1) Time synchronization. By assuming that Timmy, Lassie, Apple and Ruth are communicating with low network latency, and that Timmy’s offline time drift is relatively low, then Timmy can encrypt and Ruth can decrypt using an additional side channel of information: current time. This removes the need for a seed since protection against seed predictability is not required.
2) Rainbow hashing. By applying hash^N(x), one value can produce many values and any of those values can be looked up by comparing to a final value.

New features:

1) New identifier every second, difficult to correlate.
2) No seed, minimize data transfer and deanonymizing risk.

Approximate implementation:

Assume parameter MAXIMUM_NETWORK_DELAY + MAXIMUM_TIME_DRIFT = 60

1) Timmy and Ruth agree on a UUID as the identifier.
2) Timmy and Ruth synchronously hash UUID once per second (i.e. hash(UUID), hash(hash(UUID)), …).
3) Every minute, Timmy and Ruth increment UUID.
4) Timmy sends hashed UUID and encrypted payload to Lassie and Apple. This is hash^N(UUID)
5) Ruth sends hash^60(UUID) to Apple
6) Apple calculates hash(UUID), hash^2(UUID), …, hash^60(UUID) of every hash in its database.
7) If match is found, proceed as per original article.
Eric says:

June 7, 2019 at 5:06 am

How does Timmy know he is lost?

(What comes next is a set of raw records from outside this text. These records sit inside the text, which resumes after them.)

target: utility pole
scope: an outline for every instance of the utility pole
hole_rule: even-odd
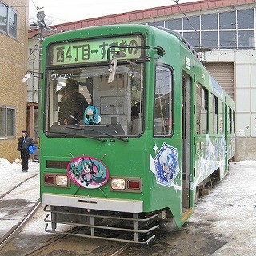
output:
[[[43,36],[43,31],[46,30],[47,32],[50,33],[54,33],[55,30],[50,28],[49,26],[46,26],[45,22],[45,12],[44,11],[39,11],[39,10],[42,8],[37,7],[38,10],[38,14],[37,14],[37,22],[33,22],[33,23],[30,25],[33,27],[37,27],[38,28],[38,35],[39,35],[39,59],[38,59],[38,162],[40,162],[40,133],[38,131],[41,130],[41,117],[40,117],[40,112],[41,112],[41,102],[42,102],[42,92],[41,92],[41,83],[42,83],[42,79],[43,78],[43,74],[42,73],[42,42],[45,39]],[[33,74],[33,73],[32,73]],[[34,75],[34,74],[33,74]]]

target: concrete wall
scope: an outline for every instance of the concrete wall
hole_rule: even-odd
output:
[[[214,50],[210,62],[234,62],[236,160],[256,160],[256,50]]]
[[[26,128],[27,86],[22,78],[27,70],[28,0],[3,0],[18,14],[17,40],[0,32],[0,106],[14,107],[14,138],[0,138],[0,158],[13,162],[20,158],[18,138]]]

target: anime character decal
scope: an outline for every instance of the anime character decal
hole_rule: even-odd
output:
[[[100,187],[109,179],[106,166],[98,159],[88,156],[72,159],[67,166],[67,174],[74,183],[88,189]]]
[[[164,142],[154,158],[150,155],[150,170],[155,174],[157,184],[175,186],[173,183],[180,172],[177,149]]]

Ruth is looking for Timmy, but how does she get Timmy to broadcast with BLE if he is offline to receive Ruth’s message?
1. Noah O'Donoghue says:
  
  June 8, 2019 at 5:38 am
  
  Right, that’s what I was wondering. Does this mean that Lassie is reporting location for *every* apple device She encounters? Seems like a waste of energy…
Jim Cheetham says:

June 12, 2019 at 4:20 am

Lassie should report that she has seen a BLE broadcast, but shouldn’t send her own location with the announcement unless Apple responds and says that this particular event was under active watch (i.e. has been reported by Ruth).

We can also extend that; Lassie keeps a history of observed BLE broadcasts and their locations; and Apple can ask for a historical location, to answer Ruth’s question of “where was Timmy an hour ago?”